OCCIDENTAL Petroleum plans a further increase in its capital spending budget for this year having finalised the Shah sour gas development joint venture in Abu Dhabi and making allowance for picking up drilling permits in California.

Earlier this year, Oxy unveiled a $6.1 billion capital spending budget for 2011, a 56 per cent increase over last year’s outlays of $3.9 billion. But Oxy president Steve Chazen says another $700 million is in the works now that the company has formalised its joint venture with Abu Dhabi National Oil Co (Adnoc) to develop the Shah sour-gas field. An anticipated uptick in drilling permits at Oxy’s shale development project in southern California is also driving the increase in spending.

Oxy holds a 40 per cent stake in the $10 billion Shah development – a price tag that Oxy management confirms during the company’s first-quarter earnings conference call.

Chazen says his company will make a $500 million one-time payment to Adnoc this quarter to cover its share of development costs that were incurred prior to Oxy’s arrival at Shah. That payment falls outside Oxy’s capital expenditure budget for the year.

The revised capex budget does include another $500 million that Oxy anticipates spending on new development over the balance of this year. Oxy and Adnoc are targeting first gas at Shah by the third quarter of 2014.

The remaining $200 million of the capex increase will be allocated to Oxy’s shale development programme in southern California.

Chazen says sluggish issuance of permits remains an issue in California, particularly permits for exploration wells. But he also notes that Governor Jerry Brown is working hard to expedite the process.

Those efforts appear to be paying off, and Chazen says recent approvals have made Oxy “optimistic” about the pace of development it can realistically sustain in the second half of the year.

Oxy drilled and completed 26 shale wells outside of its core Elk Hills Field in the first quarter. That pace is consistent with the 107 wells that Oxy had initially expected to drill in the California shales this year, but Chazen now believes it can push that figure higher. Oxy’s California shale project involves drilling vertical wells that are completed using a process known as acidization rather than the hydraulic fracturing that is typically used on shale wells drilled in other parts of the US.

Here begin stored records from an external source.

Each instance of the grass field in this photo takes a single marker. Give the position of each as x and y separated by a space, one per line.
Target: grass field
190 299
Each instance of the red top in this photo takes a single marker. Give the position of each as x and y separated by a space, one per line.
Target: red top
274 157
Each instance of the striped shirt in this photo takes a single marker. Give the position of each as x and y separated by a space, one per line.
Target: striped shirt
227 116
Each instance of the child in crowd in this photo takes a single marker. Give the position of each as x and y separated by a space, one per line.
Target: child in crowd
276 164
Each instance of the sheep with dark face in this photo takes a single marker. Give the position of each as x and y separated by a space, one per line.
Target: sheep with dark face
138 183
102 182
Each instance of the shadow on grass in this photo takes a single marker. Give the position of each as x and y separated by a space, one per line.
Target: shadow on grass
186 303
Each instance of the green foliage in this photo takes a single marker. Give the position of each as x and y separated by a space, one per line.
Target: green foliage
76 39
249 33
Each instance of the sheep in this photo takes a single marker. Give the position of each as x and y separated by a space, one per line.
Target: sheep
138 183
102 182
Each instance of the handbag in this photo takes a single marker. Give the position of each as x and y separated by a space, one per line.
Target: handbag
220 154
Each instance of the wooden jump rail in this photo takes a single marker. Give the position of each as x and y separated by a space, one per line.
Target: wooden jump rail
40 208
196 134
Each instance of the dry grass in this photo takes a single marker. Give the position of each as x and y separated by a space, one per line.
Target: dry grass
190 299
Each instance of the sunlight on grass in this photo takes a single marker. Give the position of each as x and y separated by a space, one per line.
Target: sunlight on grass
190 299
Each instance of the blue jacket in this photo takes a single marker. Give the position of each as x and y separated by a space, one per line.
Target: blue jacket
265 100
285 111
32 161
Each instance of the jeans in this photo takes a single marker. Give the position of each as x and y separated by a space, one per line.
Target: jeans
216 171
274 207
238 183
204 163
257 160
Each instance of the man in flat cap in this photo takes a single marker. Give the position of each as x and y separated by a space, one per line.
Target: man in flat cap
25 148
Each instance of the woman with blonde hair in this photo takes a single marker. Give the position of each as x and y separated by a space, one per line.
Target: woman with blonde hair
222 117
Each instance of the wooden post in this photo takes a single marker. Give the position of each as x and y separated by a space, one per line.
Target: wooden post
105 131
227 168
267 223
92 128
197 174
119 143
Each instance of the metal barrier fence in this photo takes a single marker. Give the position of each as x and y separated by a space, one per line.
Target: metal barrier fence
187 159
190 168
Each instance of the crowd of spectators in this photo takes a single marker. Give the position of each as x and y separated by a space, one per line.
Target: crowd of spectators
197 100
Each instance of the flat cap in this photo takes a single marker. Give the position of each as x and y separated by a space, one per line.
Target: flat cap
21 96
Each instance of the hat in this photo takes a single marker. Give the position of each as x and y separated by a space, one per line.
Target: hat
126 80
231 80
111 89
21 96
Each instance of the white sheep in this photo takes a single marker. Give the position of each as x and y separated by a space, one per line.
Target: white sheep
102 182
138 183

This process involves pumping acid into the well and allowing it to dissolve materials that would otherwise inhibit the flow of hydrocarbons into the wellbore.

Chazen says a well of this sort typically costs around $3 million and has an estimated ultimate recovery of 400,000-500,000 barrels of oil equivalent per day (boepd).

The oil and gas mix found in the California shales varies by location, but Oxy has said they generally “compare favourably” to the North Dakota Bakken and the South Texas Eagle Ford in terms of organic content, thickness, depth, porosity and permeability.

Oxy is running 24 rigs in California, more than double the 11 it utilised in the first quarter of 2010.

The Los Angeles-based firm aims to push its California production north of 200,000 boepd by the 2012-13 time frame, up from about 131,000 boepd currently. That would make California an even bigger contributor to Oxy’s output than the Permian Basin of West Texas and Southeast New Mexico, where Oxy is currently the largest oil producer.